Southern and the Electric Power Research Institute also kicked off a three-year, 1-megawatt battery storage project in Georgia. The project’s goal is to help the utility review three things: the overall technical performance; how it supports grid applications such as peak shaving, regulating voltage and integrating solar; and its economics (EnergyWire, Sept. 18).

"It shouldn’t be a surprise that the utility sector is leading the way in storage," said Segal with Bracewell & Giuliani. "They are the critical interface between the consumer demand and the provision of power. As a result, they have significant motivation to understand all that can be understood about power storage."

Shortly after Southern’s battery demonstration announcement, Duke officials talked up the company’s projects in Texas, Ohio, North Carolina, Indiana and Florida. The utility has projects in its regulated and unregulated territories, at everything from substations to solar farms.

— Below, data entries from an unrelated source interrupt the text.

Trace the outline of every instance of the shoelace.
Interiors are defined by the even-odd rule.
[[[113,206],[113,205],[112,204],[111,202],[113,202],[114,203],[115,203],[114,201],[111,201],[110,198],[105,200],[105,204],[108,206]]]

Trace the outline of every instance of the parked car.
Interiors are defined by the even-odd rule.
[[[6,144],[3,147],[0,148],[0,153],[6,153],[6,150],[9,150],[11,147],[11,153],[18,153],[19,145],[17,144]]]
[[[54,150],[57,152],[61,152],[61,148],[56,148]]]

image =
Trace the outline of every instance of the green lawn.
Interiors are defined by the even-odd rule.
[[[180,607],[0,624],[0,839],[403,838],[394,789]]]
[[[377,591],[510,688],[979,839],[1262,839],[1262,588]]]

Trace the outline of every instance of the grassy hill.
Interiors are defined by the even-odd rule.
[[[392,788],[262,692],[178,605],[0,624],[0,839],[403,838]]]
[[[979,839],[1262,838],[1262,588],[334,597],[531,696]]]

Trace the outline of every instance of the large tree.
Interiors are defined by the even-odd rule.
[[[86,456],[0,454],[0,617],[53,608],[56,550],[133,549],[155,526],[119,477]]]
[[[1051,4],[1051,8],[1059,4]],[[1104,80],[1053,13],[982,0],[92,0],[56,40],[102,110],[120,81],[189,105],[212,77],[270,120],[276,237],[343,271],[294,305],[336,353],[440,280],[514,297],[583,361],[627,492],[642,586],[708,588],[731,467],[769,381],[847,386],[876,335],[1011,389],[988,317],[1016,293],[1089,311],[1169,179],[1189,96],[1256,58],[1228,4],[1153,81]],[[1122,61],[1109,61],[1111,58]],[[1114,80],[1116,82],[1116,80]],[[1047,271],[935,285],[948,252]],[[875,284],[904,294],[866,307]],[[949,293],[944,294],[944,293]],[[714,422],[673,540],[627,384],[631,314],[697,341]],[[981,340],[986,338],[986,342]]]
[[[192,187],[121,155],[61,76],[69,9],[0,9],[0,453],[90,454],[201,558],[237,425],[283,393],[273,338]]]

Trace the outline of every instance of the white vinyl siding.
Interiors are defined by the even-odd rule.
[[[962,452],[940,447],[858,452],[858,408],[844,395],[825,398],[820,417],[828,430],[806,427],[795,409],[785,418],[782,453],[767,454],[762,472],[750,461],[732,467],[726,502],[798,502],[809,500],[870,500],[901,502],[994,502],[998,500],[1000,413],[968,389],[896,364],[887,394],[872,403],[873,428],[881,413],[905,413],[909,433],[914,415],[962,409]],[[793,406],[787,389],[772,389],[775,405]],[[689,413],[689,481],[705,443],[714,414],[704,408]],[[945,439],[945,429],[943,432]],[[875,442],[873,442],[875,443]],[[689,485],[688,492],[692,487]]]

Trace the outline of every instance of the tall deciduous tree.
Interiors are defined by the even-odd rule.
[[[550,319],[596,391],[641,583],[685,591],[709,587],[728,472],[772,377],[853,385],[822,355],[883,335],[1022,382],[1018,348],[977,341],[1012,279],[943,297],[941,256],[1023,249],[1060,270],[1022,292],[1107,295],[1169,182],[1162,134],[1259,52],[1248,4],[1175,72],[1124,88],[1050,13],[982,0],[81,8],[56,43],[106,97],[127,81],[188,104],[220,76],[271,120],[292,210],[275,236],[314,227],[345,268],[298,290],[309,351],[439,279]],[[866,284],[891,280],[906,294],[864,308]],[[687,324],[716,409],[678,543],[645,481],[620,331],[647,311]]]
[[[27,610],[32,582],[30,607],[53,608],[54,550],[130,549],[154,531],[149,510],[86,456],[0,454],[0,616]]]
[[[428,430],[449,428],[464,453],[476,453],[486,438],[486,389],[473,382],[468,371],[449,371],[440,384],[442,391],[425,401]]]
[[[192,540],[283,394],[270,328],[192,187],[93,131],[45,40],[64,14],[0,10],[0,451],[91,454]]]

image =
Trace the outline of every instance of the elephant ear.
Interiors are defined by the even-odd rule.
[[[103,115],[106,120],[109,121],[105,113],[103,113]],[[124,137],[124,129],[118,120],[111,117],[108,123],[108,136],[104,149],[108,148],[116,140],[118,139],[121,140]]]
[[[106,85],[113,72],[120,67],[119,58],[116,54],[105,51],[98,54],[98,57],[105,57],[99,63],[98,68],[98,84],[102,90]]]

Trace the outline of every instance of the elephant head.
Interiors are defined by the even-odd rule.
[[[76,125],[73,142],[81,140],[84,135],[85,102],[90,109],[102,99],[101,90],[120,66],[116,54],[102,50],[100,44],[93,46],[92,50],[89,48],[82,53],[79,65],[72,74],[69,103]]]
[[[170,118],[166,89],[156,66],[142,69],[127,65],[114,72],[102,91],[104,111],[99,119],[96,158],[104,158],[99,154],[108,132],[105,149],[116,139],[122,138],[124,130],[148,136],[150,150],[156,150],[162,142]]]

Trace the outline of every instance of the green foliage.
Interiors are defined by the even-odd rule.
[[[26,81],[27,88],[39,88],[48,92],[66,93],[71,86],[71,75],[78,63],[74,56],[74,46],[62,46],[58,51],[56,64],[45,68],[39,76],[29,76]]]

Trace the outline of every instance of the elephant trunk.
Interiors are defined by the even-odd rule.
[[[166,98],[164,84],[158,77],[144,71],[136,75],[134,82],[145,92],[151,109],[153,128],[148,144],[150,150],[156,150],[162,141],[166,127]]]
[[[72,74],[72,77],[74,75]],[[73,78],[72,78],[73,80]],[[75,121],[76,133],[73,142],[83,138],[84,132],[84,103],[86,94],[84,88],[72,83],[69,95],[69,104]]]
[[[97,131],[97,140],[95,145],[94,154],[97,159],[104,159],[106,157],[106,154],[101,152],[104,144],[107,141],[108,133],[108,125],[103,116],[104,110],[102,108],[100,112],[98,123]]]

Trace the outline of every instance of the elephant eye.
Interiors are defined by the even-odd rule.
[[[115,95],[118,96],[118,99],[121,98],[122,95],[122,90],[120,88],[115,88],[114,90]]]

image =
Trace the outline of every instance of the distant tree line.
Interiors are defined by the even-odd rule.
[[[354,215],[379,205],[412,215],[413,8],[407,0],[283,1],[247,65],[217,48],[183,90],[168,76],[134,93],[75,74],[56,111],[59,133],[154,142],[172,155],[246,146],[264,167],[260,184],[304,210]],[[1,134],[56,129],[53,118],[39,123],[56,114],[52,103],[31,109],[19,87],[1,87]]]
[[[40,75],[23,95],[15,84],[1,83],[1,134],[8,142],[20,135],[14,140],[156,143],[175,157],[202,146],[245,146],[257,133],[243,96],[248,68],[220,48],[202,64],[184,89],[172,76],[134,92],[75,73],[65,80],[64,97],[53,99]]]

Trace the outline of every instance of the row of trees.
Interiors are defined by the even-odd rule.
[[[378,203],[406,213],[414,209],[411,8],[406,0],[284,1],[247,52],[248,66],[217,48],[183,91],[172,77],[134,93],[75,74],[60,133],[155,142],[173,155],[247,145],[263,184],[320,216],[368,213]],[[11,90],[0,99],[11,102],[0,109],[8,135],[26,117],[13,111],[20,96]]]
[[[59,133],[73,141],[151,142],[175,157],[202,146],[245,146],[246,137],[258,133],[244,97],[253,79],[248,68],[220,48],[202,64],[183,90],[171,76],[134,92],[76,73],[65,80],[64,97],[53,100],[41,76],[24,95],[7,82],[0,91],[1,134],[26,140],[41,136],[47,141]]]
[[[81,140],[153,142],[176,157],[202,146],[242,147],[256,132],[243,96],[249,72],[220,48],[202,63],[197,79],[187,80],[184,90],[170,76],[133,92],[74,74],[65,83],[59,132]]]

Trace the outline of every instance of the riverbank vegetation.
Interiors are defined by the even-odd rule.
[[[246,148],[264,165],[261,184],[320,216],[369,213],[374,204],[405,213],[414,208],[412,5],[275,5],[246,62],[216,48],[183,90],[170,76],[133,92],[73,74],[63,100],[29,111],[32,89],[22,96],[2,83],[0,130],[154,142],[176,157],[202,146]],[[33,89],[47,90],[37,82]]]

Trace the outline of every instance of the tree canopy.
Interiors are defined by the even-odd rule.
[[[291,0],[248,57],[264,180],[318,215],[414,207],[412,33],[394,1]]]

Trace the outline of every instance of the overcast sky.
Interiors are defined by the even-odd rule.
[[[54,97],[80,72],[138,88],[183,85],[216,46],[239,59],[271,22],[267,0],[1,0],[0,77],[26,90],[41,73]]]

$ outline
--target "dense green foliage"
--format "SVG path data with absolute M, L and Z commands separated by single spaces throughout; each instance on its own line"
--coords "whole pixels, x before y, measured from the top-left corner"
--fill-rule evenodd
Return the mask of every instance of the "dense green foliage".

"We think it’s promising; it’s a matter of where is the right fit for it," company spokesman Randy Wheeless told EnergyWire. "The Duke way is, ‘Let’s get some projects out there, see what the limitations are, what the possibilities are.’"

The idea is to figure out what else batteries can do besides store electrons and make the grid more stable. The more uses they have, the more valuable they will be for the utility, Wheeless said.

Wheeless said some of the projects are at the point where the batteries are getting older and not working as well. Duke is trying to recommission those batteries and replace them with new ones that are more effective.

"We’re hoping to move the meter as getting batteries more acceptable and a help to utilities," he said.